The vocabulary section represents a data model unto itself. It is both endlessly flexible and fairly abstracted, which detracts from its ease of use.
Figure 4: OMOP Data Model – Vocabularies
Usability – The costs of endless flexibility are often paid for by difficult implementations and/or lack of usability for the untrained. However, in an era where every organization is trying to be data driven, usability matters. Bringing the benefits of OMOP to a broader audience matters. It's not just the deep-in-the-weeds researchers who need OMOP. Increasingly, even those closer to the business side of life sciences are looking for ways to ask questions of their data without necessarily being either a clinical researcher or a data engineer. “OHDSI-in-a-box” was a start in this direction, but much more needs to be done to bridge the gap.

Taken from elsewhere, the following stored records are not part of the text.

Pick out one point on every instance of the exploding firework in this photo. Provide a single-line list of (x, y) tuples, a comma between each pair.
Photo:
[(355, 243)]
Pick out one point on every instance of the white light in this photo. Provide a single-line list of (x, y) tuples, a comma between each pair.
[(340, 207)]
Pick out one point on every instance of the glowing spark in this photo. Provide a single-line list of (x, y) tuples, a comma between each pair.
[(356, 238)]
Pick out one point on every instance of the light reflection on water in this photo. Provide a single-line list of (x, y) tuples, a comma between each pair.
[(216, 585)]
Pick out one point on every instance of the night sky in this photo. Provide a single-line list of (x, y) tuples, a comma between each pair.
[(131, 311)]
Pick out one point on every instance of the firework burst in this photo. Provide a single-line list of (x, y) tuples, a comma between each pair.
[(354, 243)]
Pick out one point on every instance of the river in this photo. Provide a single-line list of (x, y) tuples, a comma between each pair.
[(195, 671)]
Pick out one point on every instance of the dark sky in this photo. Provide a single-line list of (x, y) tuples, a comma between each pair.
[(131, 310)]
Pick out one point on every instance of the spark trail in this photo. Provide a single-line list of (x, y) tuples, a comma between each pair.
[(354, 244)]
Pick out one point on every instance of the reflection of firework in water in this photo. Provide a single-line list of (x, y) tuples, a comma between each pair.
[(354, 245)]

Data Science Workbench (DSW) approaches are finding just this sort of middle ground, enabling collaboration among data scientists while also allowing end users to access visualization-driven results. Perhaps just as important, DSWs allow for the use of a broad range of languages, while the OMOP community is heavily SQL and R focused.

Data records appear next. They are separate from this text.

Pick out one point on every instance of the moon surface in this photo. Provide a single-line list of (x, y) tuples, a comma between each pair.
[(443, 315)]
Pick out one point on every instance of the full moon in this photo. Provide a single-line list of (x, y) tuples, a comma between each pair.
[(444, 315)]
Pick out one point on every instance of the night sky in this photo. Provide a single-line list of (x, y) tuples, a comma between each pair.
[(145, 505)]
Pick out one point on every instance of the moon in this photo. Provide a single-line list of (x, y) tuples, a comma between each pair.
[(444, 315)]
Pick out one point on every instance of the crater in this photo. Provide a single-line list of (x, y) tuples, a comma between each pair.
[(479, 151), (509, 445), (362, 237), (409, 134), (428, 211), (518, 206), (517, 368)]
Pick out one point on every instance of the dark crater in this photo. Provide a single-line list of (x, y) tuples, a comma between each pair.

Data Model Maturity – In its current form, the complexity of the OMOP model supports a very wide array of use cases but can be a struggle to use for insight generation. The concept of data discovery is a useful way to think about usability in analytics platforms. Being able to quickly ask questions of the data, while avoiding code as long as possible, will generally increase user adoption. Semantic models and targeted data marts are two ways to do this. A semantic model layered over the source model could help reduce perceived complexity for end users.
Taking this approach a step further, a data mart modeling exercise that used the OMOP model as its source could yield significant benefits:
The dimensional modeling portion of that exercise would consolidate activity and vocabularies into more browsable data structures. Instead of having Visit_Occurrences and then doing lookups to find Visit_Types, users would see a unified Visit dimension.

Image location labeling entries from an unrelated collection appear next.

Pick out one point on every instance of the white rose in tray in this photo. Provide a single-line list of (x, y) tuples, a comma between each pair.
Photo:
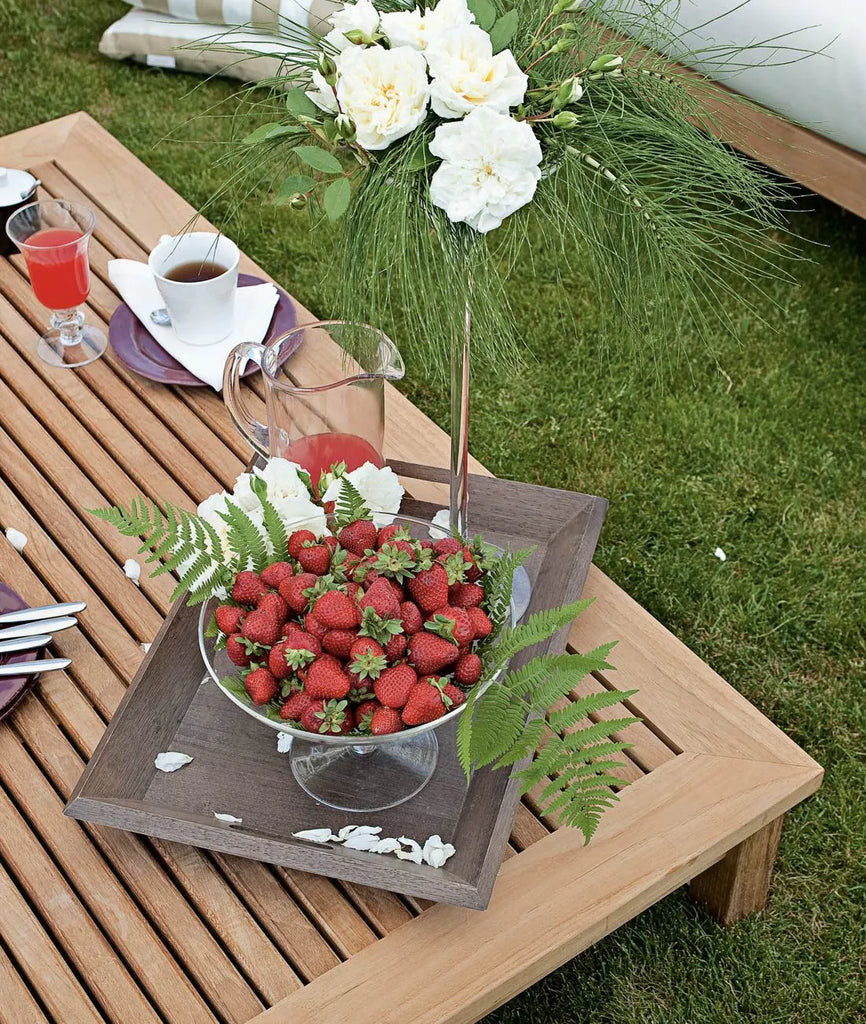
[(467, 75), (417, 28), (489, 168), (385, 92), (359, 17)]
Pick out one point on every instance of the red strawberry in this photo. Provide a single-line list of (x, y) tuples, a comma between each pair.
[(295, 707), (236, 651), (468, 670), (337, 610), (339, 642), (430, 588), (329, 717), (274, 603), (410, 617), (430, 653), (276, 572), (261, 685), (382, 599), (248, 588), (481, 625), (394, 685), (315, 559), (298, 540), (358, 536), (453, 624), (465, 595), (396, 647), (228, 619), (327, 680), (386, 720), (314, 626), (425, 702), (262, 627)]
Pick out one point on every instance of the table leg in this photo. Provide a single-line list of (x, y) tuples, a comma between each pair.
[(740, 882)]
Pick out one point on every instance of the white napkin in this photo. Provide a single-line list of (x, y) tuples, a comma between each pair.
[(253, 310)]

The resulting SQL would be more optimized, supporting data discovery platforms (see Usability)
The fact modeling portion of any data mart exercise tends to help crystallize use cases and modeling around a discrete problem set, answering the question, “What are we solving for?”
Summary – OMOP's promise is significant. The ability to rationalize multiple observational data sets and manage the complex terminology within this domain is incredibly useful and important. However, organizations may want to consider the level of commitment they are willing to provide to support the OMOP approach for their own internal projects. Frankly, it is not for the faint of heart and requires strong collaboration among technical and clinical teams to succeed. Organizations with robust capabilities to handle complex enterprise efforts will do well. For smaller organizations and for more targeted projects with limited data sets, a standard dimensional modeling or data mart approach will likely provide faster time-to-insight.